Tuesday, November 03, 2009

The Virginia Governor's Race

Jim Geraghty attended Creigh Deeds final campaign rally and brings up a great point regarding the his campaign in Virginia for Governor...
I know Deeds has mentioned this anecdote once or twice on the trail, but it was new to me last night, and was far and away the most gripping and compelling thing he’s said all campaign. He mentioned that when he was growing up in rural Bath County, he didn’t have much “stuff”, but that they always had enough to eat, because they lived on a farm. He said that as a teenager, he worked as a counselor at a summer camp run by his uncle, and on one of the first days, encountered a young boy bewildered when everyone sat down for lunch.

"This little boy looked me in the eye and said, 'You mean we eat more than once a day here?'" Deeds recalled. The crowd was silent.

Deeds said that the moment punctured the bubble of his bucolic existence, as he recognized that there were children who went to bed hungry, not living too far from him; Deeds said that was what motivated him to go into public life.

Now, when I looked at Deeds’ legislative career, a tireless effort to feed the hungry wasn’t what jumped out at me; mostly the candidates’ appetite for making deals and raw ambition. But let’s give Deeds the benefit of the doubt and say that yes, the hunger of a small boy was what drove him to try to make a difference in this world.

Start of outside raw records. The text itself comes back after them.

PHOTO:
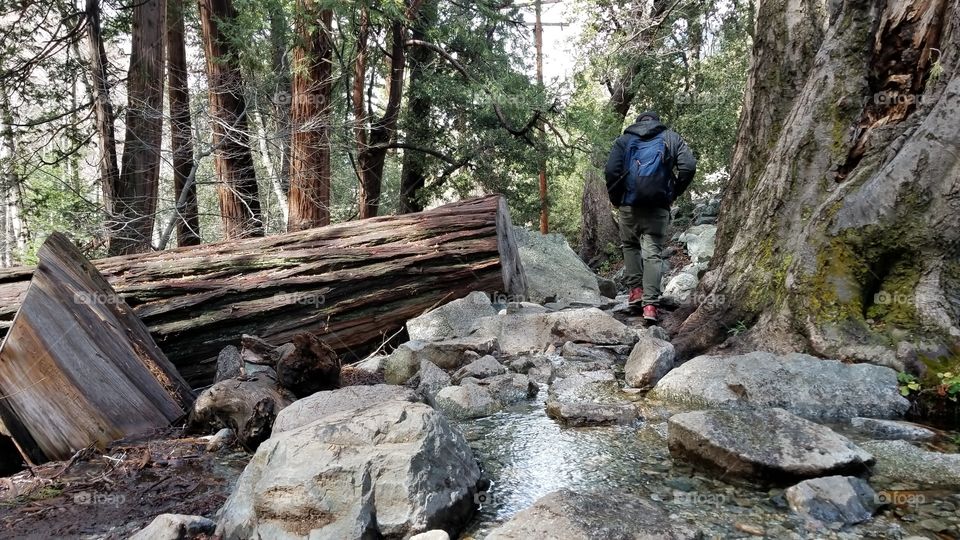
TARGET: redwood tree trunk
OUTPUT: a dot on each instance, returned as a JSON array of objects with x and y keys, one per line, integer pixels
[
  {"x": 311, "y": 110},
  {"x": 135, "y": 204},
  {"x": 840, "y": 229},
  {"x": 181, "y": 140},
  {"x": 237, "y": 190}
]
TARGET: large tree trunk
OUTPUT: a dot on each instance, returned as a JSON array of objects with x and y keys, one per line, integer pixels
[
  {"x": 311, "y": 111},
  {"x": 237, "y": 190},
  {"x": 372, "y": 146},
  {"x": 104, "y": 115},
  {"x": 839, "y": 229},
  {"x": 419, "y": 128},
  {"x": 78, "y": 368},
  {"x": 353, "y": 284},
  {"x": 181, "y": 133},
  {"x": 135, "y": 205}
]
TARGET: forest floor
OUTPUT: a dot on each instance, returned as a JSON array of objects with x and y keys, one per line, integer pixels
[{"x": 117, "y": 491}]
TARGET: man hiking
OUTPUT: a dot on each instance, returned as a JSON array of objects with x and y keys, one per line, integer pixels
[{"x": 649, "y": 167}]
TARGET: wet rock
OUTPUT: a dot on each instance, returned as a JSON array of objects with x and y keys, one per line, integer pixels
[
  {"x": 579, "y": 351},
  {"x": 768, "y": 445},
  {"x": 700, "y": 241},
  {"x": 221, "y": 439},
  {"x": 175, "y": 527},
  {"x": 436, "y": 534},
  {"x": 900, "y": 461},
  {"x": 810, "y": 387},
  {"x": 568, "y": 515},
  {"x": 608, "y": 287},
  {"x": 467, "y": 401},
  {"x": 650, "y": 360},
  {"x": 431, "y": 380},
  {"x": 554, "y": 271},
  {"x": 229, "y": 364},
  {"x": 892, "y": 429},
  {"x": 352, "y": 398},
  {"x": 589, "y": 398},
  {"x": 392, "y": 470},
  {"x": 404, "y": 362},
  {"x": 481, "y": 368},
  {"x": 833, "y": 499},
  {"x": 450, "y": 320},
  {"x": 510, "y": 388},
  {"x": 519, "y": 334}
]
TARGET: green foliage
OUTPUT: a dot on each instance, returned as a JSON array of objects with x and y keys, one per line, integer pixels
[{"x": 908, "y": 383}]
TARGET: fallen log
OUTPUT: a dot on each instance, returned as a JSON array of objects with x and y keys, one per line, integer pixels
[
  {"x": 77, "y": 367},
  {"x": 353, "y": 284}
]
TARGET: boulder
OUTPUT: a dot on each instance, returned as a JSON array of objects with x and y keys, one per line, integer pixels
[
  {"x": 833, "y": 499},
  {"x": 404, "y": 362},
  {"x": 392, "y": 470},
  {"x": 580, "y": 351},
  {"x": 768, "y": 445},
  {"x": 568, "y": 515},
  {"x": 481, "y": 368},
  {"x": 679, "y": 289},
  {"x": 450, "y": 320},
  {"x": 467, "y": 401},
  {"x": 810, "y": 387},
  {"x": 650, "y": 360},
  {"x": 892, "y": 429},
  {"x": 431, "y": 380},
  {"x": 510, "y": 388},
  {"x": 229, "y": 364},
  {"x": 700, "y": 241},
  {"x": 175, "y": 527},
  {"x": 310, "y": 409},
  {"x": 900, "y": 461},
  {"x": 554, "y": 271},
  {"x": 589, "y": 398},
  {"x": 518, "y": 334}
]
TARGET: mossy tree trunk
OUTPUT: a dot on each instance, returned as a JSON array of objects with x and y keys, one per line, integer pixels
[{"x": 839, "y": 229}]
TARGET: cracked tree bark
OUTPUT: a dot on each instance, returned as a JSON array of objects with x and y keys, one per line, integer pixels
[{"x": 840, "y": 229}]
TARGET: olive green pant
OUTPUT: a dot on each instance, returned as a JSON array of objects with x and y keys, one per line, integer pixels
[{"x": 643, "y": 233}]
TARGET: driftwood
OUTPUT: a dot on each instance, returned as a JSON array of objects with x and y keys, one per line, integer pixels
[
  {"x": 351, "y": 284},
  {"x": 77, "y": 367}
]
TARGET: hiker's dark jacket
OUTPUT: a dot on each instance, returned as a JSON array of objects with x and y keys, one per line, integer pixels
[{"x": 679, "y": 157}]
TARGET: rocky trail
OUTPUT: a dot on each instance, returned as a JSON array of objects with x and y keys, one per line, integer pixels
[{"x": 556, "y": 415}]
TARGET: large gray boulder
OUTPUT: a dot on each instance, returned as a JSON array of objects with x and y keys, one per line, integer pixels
[
  {"x": 175, "y": 527},
  {"x": 533, "y": 333},
  {"x": 892, "y": 430},
  {"x": 451, "y": 320},
  {"x": 810, "y": 387},
  {"x": 568, "y": 515},
  {"x": 700, "y": 241},
  {"x": 392, "y": 470},
  {"x": 900, "y": 461},
  {"x": 833, "y": 499},
  {"x": 650, "y": 360},
  {"x": 467, "y": 401},
  {"x": 768, "y": 445},
  {"x": 314, "y": 407},
  {"x": 554, "y": 271},
  {"x": 589, "y": 398},
  {"x": 404, "y": 362}
]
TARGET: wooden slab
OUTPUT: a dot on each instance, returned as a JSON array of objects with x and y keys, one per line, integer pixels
[{"x": 78, "y": 367}]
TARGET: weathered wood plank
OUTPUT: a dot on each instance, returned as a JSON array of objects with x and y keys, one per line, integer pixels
[
  {"x": 78, "y": 367},
  {"x": 350, "y": 283}
]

Then where was this in Deeds’ campaign? Where was that in any of his ads? Why did the Deeds campaign seem to have an obsessive-compulsive disorder about McDonnell’s thesis from 20 years ago?

Picture Creigh Deeds saying, “I first ran for office because there are people out there who are dirt poor, who are vulnerable, who have caught some bad breaks and they don’t have much power, or influence, or any clear way to improve their lives. There are a bunch of Virginians from one year to one hundred years who are too weak, too vulnerable, too easily overlooked, and not enough folks are speaking up for them. I know it’s an uphill battle, but I’m running for governor because I want to be the voice for all of those folks out there who can’t speak for themselves.” (Put aside, for a moment, Deeds’ sad flip-flop on abortion.)

Would that win Deeds this race? Maybe, maybe not, but I think he would at least be likeable; right now, Deeds is at 34 percent favorable, 42 percent unfavorable. Never mind voting for him; he can’t get Virginans to think well of him; he’s just the jerk who keeps clogging up prime time television and drive-time radio with over-the-top negative ads.

Sometime soon, I hope we get the story on how the Deeds campaign shaped its strategy, and who insisted that tying Bob McDonnell to the Spanish Inquisition was the right approach. It turned a challenging race into, most likely, the worst political disaster for Virginia Democrats in 16 years.

Beyond that, the night offered a cavalcade of unintentionally funny moments: Maybe 200 overwhelmingly white Alexandria Democrats kinda-sorta halfheartedly grooving to Black-Eyed Peas "Let's Get It Started."
That last moment should be on Youtube, dammit. But the greater point of this post is why Deeds looks like he's failed.

He did employ an attack strategy on Bob McDonnell's socially conservative views as expressed in McDonnell's postgraduate thesis, but never told the voters why they should vote for Deeds (and unlike in the primary, not being Terry McAulliffe or Brian Moran wasn't going to be enough). And his attacks on McDonnell were laughably over-the-top -- there's a radio ad that he had running where people are talking about "McDonnell's plan to take Virginia back to the Dark Ages." Was McDonnell going to force us to go back to using whale oil for lamps? Hyperbole is fine, but not if it goes so far that people think you're being absurd -- that's when they tune you out completely. "Deeds not Words" is a catchy slogan, but that's all the campaign had -- slogans with no substance.

To be fair, Deeds had to run a contested primary, while McDonnell enjoyed the united support of the state GOP. And Deeds also had to deal with the fact that Obama's popularity in Virginia is not what it is elsewhere (leading to the uncomfortable moment where Deeds said. in response to a question as to whether he was an Obama Democrat, "I'm a Creigh Deeds Democrat."). But his campaign was uniformly bad, only gaining limited traction after the Washington Post's now traditional Election Special hit piece on a Virginia Republican brought the thesis to light. The fact that his campaign talked incessantly about the thesis and little more showed them to be empty of any real reasons to vote for them.

Now, you can win an election without giving people a reason to vote for you, if your attacks on your opponent are effective, you enjoy a huge edge in party voter ID, and a third-party candidate siphons off votes (see New Jersey for a possibility). But Deeds had none of those things. Which makes his strategy even more questionable.